Tuesday, November 24, 2015

Best Vocabulary Keeps Aviation Safe


Best Vocabulary Keeps Aviation Safe


NOTE: This post is from one of our frequent contributors to this blog, "Birdseye59604.

Everyone believe they are the key piece to keep aviation safe. However, it’s the one with the best vocabulary who wins the deal.

For a moment, let’s simplify activities and group into; regulatory, operational and servicing. After major accidents the regulatory response is that there are regulations in place to prevent accidents, operational response that they are fully trained and capable and servicing that technical items were functioning properly. Everyone assigns credit to their own group. With this approach, the one with best vocabulary wins the deal. But, there is no single answer to accident prevention.

When an internal auditor does an audit of compliance of regulatory, operational or servicing data, questions are asked to management and employees. Answer given may vary from elaborating on the issue, to a few short words. If questioning includes people of the incorrect group, who should not be included in the knowledge database, then the results are skewed to non-compliance. When the correct sample is applied to the group, it becomes the one with best vocabulary who wins the deal.
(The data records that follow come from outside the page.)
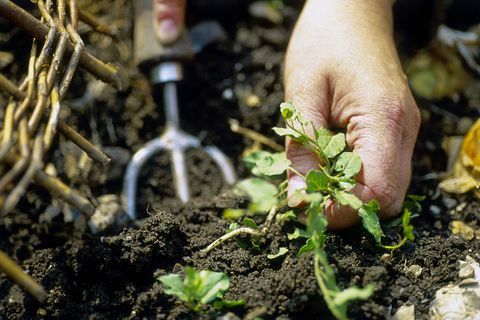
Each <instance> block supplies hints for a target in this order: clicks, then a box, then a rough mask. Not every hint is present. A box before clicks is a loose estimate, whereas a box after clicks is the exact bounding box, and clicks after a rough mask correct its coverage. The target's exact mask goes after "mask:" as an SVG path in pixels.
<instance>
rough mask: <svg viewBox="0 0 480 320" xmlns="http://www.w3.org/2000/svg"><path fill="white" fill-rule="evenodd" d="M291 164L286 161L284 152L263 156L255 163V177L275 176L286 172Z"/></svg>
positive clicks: (252, 172)
mask: <svg viewBox="0 0 480 320" xmlns="http://www.w3.org/2000/svg"><path fill="white" fill-rule="evenodd" d="M291 164H292V163H291V162H290V160H288V159H287V156H286V155H285V152H279V153H272V154H269V155H264V156H263V157H262V158H260V159H258V160H257V162H256V167H255V172H254V171H253V170H252V173H254V174H255V175H266V176H276V175H279V174H282V173H284V172H285V171H287V170H288V168H289V167H290V165H291Z"/></svg>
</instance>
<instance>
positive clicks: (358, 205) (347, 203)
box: [334, 190, 363, 210]
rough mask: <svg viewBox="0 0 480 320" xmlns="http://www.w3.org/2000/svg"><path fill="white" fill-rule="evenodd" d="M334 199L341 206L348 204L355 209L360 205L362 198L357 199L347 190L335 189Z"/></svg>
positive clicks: (352, 194) (361, 205)
mask: <svg viewBox="0 0 480 320" xmlns="http://www.w3.org/2000/svg"><path fill="white" fill-rule="evenodd" d="M334 196H335V199H337V201H338V203H339V204H341V205H342V206H350V207H352V208H353V209H355V210H358V209H359V208H360V207H361V206H362V204H363V203H362V200H360V199H358V198H357V196H356V195H354V194H353V193H351V192H347V191H337V190H335V192H334Z"/></svg>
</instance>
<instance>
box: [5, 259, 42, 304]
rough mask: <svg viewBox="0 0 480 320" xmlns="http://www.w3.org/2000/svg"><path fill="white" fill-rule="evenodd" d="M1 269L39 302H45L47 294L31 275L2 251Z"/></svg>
mask: <svg viewBox="0 0 480 320" xmlns="http://www.w3.org/2000/svg"><path fill="white" fill-rule="evenodd" d="M0 268H1V269H2V270H3V271H4V272H5V273H6V274H7V275H8V276H9V277H10V278H12V279H13V280H14V281H15V282H16V283H17V284H19V285H20V286H22V287H23V288H25V289H26V290H27V291H28V292H30V294H31V295H33V296H34V297H35V298H36V299H37V300H38V301H40V302H43V301H45V299H46V298H47V293H46V292H45V289H43V287H42V286H41V285H39V284H38V283H37V282H36V281H35V280H34V279H33V278H32V277H31V276H30V275H28V274H27V273H25V271H23V270H22V268H20V266H19V265H18V264H17V263H15V261H13V260H12V259H10V258H9V257H8V256H7V255H6V254H5V253H4V252H3V251H1V250H0Z"/></svg>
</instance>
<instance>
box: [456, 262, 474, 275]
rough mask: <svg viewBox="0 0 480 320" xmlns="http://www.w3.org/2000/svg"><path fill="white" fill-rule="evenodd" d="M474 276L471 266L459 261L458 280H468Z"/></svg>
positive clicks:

Audits and internal compliance inspections are of job-performance, job-understanding, job-knowledge and process applications. If an internal audit applies the bar of non-regulatory compliance as illegal activities and verbal communication to statement of facts, then the audit becomes invalid as a job-performance and process applications.

When assessing topography for suitability, fog is obscuring facts.
Internal audits and compliance inspections requires to be assessed within a standard of parameters. Verbal communication is not standardized, since personnel use different vocabulary to describe same event. Events are remembered differently and ethnical background makes a difference in answers given.
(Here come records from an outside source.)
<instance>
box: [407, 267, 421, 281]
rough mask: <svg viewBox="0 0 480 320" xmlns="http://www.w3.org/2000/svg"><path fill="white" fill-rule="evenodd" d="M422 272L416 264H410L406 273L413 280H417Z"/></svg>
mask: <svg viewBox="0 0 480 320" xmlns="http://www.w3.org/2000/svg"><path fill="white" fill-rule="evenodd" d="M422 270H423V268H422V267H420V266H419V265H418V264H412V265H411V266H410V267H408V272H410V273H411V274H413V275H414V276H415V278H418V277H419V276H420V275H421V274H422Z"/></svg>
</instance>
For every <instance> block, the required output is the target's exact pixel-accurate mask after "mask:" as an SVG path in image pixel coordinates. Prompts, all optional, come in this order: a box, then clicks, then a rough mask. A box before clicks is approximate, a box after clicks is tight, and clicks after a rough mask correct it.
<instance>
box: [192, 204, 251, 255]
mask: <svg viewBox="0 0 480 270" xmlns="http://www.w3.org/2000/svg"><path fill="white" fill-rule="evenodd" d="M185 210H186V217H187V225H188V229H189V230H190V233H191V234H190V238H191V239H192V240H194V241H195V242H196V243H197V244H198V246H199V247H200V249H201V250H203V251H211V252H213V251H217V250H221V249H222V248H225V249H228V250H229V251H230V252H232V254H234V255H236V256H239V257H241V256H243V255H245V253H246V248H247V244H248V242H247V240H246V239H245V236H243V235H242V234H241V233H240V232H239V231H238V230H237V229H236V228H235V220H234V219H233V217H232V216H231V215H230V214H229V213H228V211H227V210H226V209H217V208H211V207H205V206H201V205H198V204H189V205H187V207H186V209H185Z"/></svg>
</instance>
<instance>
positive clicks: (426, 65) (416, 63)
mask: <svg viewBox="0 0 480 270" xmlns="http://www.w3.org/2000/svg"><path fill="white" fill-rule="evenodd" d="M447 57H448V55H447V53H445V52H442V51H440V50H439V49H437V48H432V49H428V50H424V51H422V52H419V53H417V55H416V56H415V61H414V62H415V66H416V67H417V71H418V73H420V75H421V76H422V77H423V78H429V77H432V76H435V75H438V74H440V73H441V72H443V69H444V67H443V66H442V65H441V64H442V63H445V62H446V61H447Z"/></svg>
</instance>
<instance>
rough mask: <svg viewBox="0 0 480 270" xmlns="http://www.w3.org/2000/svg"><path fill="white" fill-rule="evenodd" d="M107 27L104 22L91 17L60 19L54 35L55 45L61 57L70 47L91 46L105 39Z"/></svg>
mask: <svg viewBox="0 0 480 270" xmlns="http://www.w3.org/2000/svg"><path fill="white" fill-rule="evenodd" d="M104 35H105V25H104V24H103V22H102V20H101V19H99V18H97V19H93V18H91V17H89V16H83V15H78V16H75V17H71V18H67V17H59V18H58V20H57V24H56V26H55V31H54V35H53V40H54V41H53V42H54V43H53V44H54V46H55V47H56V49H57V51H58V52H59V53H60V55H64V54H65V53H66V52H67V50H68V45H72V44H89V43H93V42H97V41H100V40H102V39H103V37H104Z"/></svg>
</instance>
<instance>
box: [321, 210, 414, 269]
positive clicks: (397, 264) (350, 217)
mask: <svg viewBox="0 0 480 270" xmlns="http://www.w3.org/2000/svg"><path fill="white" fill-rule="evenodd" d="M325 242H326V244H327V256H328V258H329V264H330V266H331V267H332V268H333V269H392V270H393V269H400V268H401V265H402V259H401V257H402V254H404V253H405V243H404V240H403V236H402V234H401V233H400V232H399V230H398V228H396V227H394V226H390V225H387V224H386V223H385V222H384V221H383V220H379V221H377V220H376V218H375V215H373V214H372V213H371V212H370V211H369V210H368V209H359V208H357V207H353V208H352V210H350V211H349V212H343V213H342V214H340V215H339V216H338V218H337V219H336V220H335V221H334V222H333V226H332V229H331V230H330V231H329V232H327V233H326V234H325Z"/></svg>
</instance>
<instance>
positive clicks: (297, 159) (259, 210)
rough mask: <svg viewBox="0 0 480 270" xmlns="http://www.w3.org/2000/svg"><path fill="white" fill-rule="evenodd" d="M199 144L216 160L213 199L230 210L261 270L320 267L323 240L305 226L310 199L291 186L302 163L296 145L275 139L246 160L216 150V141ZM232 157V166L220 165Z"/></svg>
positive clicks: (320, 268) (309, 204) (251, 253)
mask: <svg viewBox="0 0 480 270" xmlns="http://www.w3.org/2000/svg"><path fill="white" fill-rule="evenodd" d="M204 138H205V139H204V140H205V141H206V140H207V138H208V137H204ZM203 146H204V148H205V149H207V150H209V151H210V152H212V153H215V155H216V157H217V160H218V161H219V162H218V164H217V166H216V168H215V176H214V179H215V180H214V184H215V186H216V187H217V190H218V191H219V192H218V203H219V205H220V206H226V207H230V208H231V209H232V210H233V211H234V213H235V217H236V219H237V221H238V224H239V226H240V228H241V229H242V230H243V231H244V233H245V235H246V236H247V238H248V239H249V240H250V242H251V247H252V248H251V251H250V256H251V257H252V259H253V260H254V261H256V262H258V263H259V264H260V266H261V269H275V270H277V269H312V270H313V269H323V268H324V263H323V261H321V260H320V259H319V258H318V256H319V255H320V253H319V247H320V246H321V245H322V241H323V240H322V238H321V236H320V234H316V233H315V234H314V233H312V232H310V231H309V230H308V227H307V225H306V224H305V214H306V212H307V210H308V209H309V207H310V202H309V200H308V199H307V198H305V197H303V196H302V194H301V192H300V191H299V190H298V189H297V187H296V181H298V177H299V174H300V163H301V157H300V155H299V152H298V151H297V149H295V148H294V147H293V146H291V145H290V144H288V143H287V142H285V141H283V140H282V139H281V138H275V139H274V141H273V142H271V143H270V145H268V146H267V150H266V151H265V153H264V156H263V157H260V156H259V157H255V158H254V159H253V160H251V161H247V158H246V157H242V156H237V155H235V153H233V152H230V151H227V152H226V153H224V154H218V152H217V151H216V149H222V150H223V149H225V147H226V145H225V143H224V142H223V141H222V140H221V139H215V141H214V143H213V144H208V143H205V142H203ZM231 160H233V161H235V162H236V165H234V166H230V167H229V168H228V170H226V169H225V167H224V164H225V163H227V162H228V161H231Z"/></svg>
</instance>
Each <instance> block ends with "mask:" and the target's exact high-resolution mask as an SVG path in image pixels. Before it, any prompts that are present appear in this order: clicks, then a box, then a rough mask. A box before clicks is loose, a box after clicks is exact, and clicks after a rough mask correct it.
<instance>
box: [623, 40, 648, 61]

An auditor may also lack questioning and communication skills, since they are experts in applying checklist items and are not experts in asking questions. At the end of the day, the auditor, or compliance inspector, determines the outcome. When outcome is based on gut-feelings of answers given, data is obscured by fog and the results are skewed in a bias direction in favor of best vocabulary. 
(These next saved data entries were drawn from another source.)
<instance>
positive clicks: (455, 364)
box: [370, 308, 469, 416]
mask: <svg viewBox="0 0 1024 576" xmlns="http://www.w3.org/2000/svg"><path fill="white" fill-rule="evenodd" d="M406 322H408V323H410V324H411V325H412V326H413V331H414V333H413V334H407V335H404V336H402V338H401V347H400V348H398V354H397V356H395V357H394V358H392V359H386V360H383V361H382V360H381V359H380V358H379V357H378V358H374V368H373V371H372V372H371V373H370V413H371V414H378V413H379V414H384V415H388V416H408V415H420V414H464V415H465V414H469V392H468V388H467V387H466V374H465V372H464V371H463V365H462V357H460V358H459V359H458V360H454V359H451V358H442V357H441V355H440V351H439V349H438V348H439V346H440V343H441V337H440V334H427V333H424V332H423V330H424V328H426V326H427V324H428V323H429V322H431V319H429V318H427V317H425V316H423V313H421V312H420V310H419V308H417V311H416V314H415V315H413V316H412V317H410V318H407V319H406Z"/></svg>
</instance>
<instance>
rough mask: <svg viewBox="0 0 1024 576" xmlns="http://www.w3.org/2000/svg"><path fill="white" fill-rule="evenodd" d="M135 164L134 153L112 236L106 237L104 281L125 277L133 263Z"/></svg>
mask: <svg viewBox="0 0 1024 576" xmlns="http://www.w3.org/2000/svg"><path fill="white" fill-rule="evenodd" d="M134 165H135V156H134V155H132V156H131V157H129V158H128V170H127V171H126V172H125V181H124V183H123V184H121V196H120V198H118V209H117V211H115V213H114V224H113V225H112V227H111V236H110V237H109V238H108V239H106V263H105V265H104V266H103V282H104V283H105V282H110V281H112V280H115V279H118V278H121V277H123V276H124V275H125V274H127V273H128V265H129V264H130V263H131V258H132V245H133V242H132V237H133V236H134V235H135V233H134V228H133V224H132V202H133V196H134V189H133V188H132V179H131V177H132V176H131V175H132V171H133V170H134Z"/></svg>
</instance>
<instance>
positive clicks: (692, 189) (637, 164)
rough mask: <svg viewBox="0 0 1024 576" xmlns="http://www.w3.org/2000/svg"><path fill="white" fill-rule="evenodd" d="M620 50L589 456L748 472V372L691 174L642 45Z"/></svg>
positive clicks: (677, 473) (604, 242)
Samples of standardized questions, or multiple-choice questions, which then are processed with Statistical Process Control (SPC) are non-bias methods to assess processes for regulatory and safety compliance. Timed questions, in groups of 3-5 short questions, specific and targeted are data collection tools.  Online survey tools are great in assisting internal auditors and compliance inspectors with non-bias questions to ensure assessment of job-performance and not of vocabulary performance.